In the early ’90s, Naomi Wolf’s The Beauty Myth insisted that wearing makeup was a “violent backlash against feminism.” Professional makeup artist Lisa Eldridge offers the ultimate counterpoint with Face Paint. Makeup can be playful and creative, and while Eldridge has plenty of fun discussing beauty pioneers such as Audrey Hepburn, Marlene Dietrich and Grace Jones, she considers makeup with an anthropological eye: “[T]he freedom and rights accorded to women during a given period are very closely linked to the freedom with which they painted their faces.” Beginning in ancient Egypt and moving through the golden age of Hollywood, Eldridge traces the vast history of cosmetics, explores the evolution of materials and techniques, and delves into the intrinsic ties between women’s history and the way we embellish our skin and lips. Makeup is what you make of it, Eldridge insists.

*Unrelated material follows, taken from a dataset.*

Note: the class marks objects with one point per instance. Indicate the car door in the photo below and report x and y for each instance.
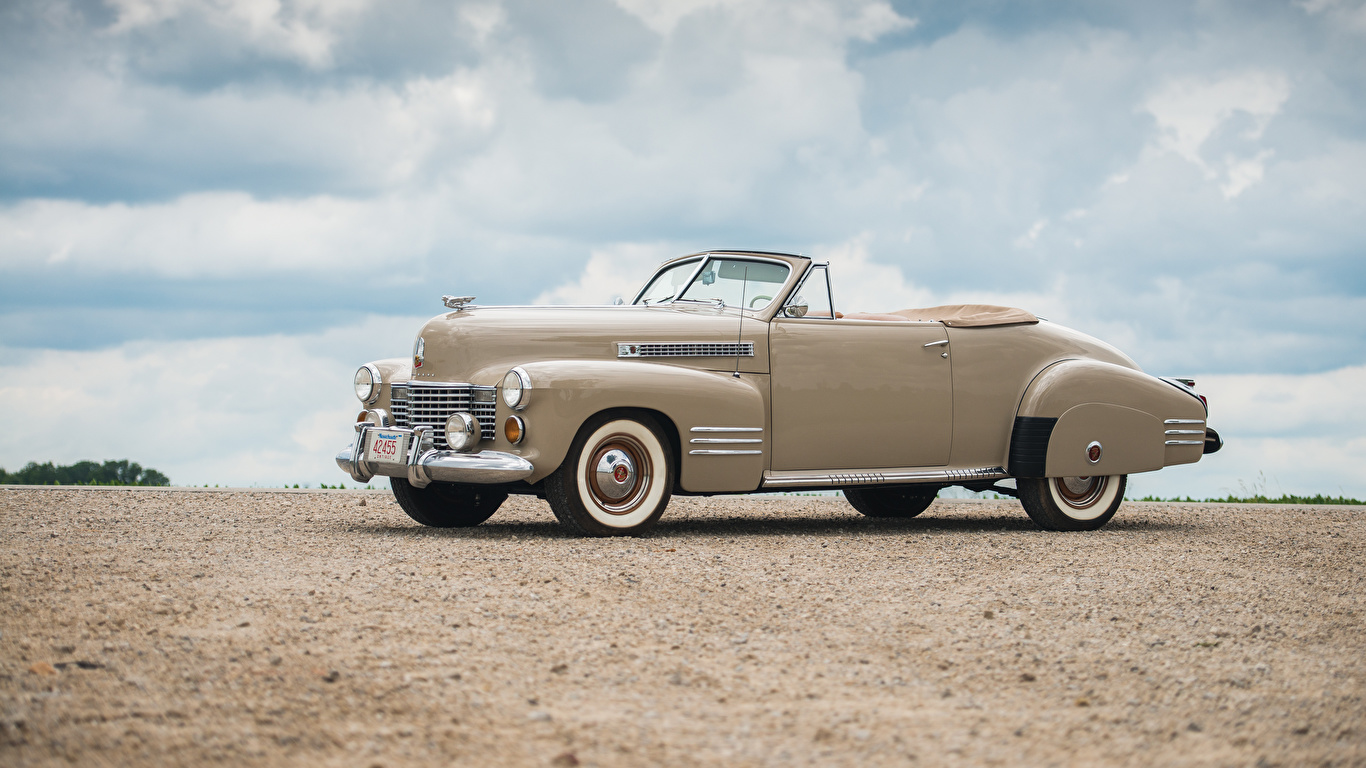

It can make you part of the tribe, or it can set you apart from it.
PEOPLE, PARTIES, PLACES
Where’s Waldo? meets Perez Hilton in the hilariously illustrated Where’s Karl?: A Fashion-Forward Parody by Stacey Caldwell, Ajiri Aki and Michelle Baron. Fictional fashion blogger Fleur takes readers to the trendiest places around the world, from a photoshoot in Marrakech to Art Basel Miami. Our mission is to locate Karl Lagerfeld amid the riotous, flamboyant crowd, but you’ll also spot style crushes like Tilda Swinton and the Olsen twins, plus other members of the fashion elite, or as Fleur calls them, “mostly undiagnosed lunatics and megalomaniacs with highly covetable outfits.” Go ahead—obsess.